For equipment that have dried up (eg. nets, plant thongs), do I still need to bleach them ? Can BGA spores be able to survive out of water ?


----------



## art_b (Sep 2, 2006)

Anybody can answer this ?


----------



## Karebear (Oct 6, 2008)

To be on the safe side I would bleach them. BGA does not always transfer to other tanks thru equipment, but if the tank being used next has what it wants you can transfer it. We have a few tanks that have had bga and it did not seem to transfer to other tanks. however it is always better to be safe than sorry. That said, I have not bleached my equipment after a bout with bga and never had a problem. I hope this helps.


----------



## Ben Belton (Mar 14, 2004)

I clean the utensils I used to tissue culture orchids in 15% bleach. I leave them in it a few minutes.


----------



## Fortuna Wolf (Feb 3, 2007)

I would use hydrogen peroxide based bleach instead, or at least treat cleaned items with a high dose of water with chlorine remover.


----------



## HeyPK (Jan 23, 2004)

I find that a thorough rinsing takes care of bleach adequately. Any trace of bleach remaining either gives off chlorine which escapes to the atmosphere or is reduced by organic matter in the water. A little mulm from another tank will absorb traces of bleach safely.


----------



## rodrigaj (Aug 17, 2008)

I don't want to upset you, or alarm you, but the bleach erythromicin approach will not work in the long run - unless you have figured out the imbalance that caused the bga in the first place.


----------



## art_b (Sep 2, 2006)

I am not upset. Getting rid of BGA is a learning process for me. 

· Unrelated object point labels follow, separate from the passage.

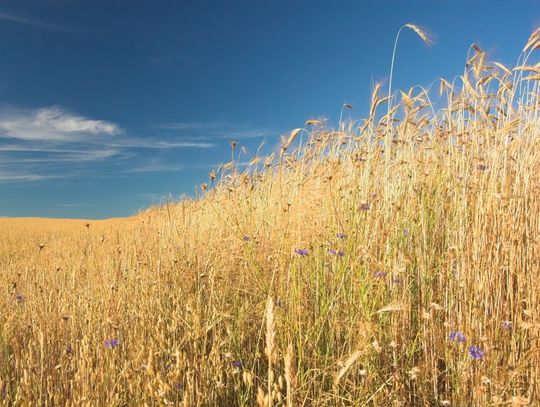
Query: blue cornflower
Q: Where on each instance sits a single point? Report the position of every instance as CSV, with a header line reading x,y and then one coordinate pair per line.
x,y
111,343
476,352
457,336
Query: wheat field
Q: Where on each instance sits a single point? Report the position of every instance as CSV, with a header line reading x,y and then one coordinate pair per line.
x,y
392,261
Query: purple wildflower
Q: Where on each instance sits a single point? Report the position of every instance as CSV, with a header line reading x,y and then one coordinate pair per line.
x,y
456,337
397,280
111,343
237,364
476,352
506,325
335,252
364,206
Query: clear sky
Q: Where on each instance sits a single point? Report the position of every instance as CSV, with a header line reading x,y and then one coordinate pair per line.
x,y
108,106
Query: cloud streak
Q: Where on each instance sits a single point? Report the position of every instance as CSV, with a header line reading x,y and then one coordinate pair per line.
x,y
52,124
220,130
27,21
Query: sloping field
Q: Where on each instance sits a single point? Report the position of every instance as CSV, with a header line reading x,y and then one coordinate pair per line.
x,y
337,271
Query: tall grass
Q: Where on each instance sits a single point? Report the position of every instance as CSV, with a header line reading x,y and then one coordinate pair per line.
x,y
326,274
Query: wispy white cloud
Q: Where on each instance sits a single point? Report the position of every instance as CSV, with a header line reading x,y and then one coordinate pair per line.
x,y
29,21
20,177
52,124
55,155
156,167
219,129
160,144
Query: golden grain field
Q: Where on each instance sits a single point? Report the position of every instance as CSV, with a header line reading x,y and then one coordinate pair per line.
x,y
393,261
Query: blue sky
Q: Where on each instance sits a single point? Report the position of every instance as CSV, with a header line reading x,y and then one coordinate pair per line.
x,y
109,106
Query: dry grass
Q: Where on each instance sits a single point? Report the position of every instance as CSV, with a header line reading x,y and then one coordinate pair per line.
x,y
332,274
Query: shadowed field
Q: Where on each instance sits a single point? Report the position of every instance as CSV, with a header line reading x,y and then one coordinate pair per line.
x,y
341,270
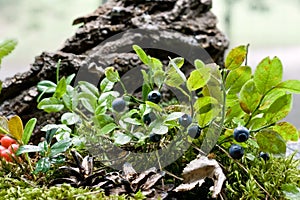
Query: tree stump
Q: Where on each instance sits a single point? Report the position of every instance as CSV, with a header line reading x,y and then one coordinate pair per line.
x,y
191,21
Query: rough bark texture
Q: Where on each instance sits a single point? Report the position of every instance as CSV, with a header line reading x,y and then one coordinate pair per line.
x,y
191,20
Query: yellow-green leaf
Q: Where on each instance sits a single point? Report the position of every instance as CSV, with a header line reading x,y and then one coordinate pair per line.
x,y
15,127
236,57
268,74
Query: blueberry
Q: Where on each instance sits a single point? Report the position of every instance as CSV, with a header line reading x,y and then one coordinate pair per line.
x,y
185,120
236,151
154,137
194,131
119,104
264,156
241,134
154,96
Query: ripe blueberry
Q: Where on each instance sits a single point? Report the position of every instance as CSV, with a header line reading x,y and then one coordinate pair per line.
x,y
148,118
264,156
154,137
185,120
241,134
194,131
236,151
119,104
154,96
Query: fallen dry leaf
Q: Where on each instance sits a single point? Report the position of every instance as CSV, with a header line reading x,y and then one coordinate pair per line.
x,y
197,170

- I added a powerhead to increase circulation
- I added purigen to my filter to get rid of organic waste.
- I am not convince that raising nitrates to 10-20 ppm is the answer for non-CO2 tanks. (This may work for CO2 injection tanks). I will experiment on redfield ratio and keep nitratehosphate ratio to 10:1. So if I have 1 ppm P, I will raise N to 10 ppm. If I have .5 ppm P, I will raise my N to 5 ppm, etc. I think I got my BGA bloom when I have too much phosphate (1 ppm) and low nitrate (5 ppm).

I will soon find out. I find this as an opportunity to learn.


----------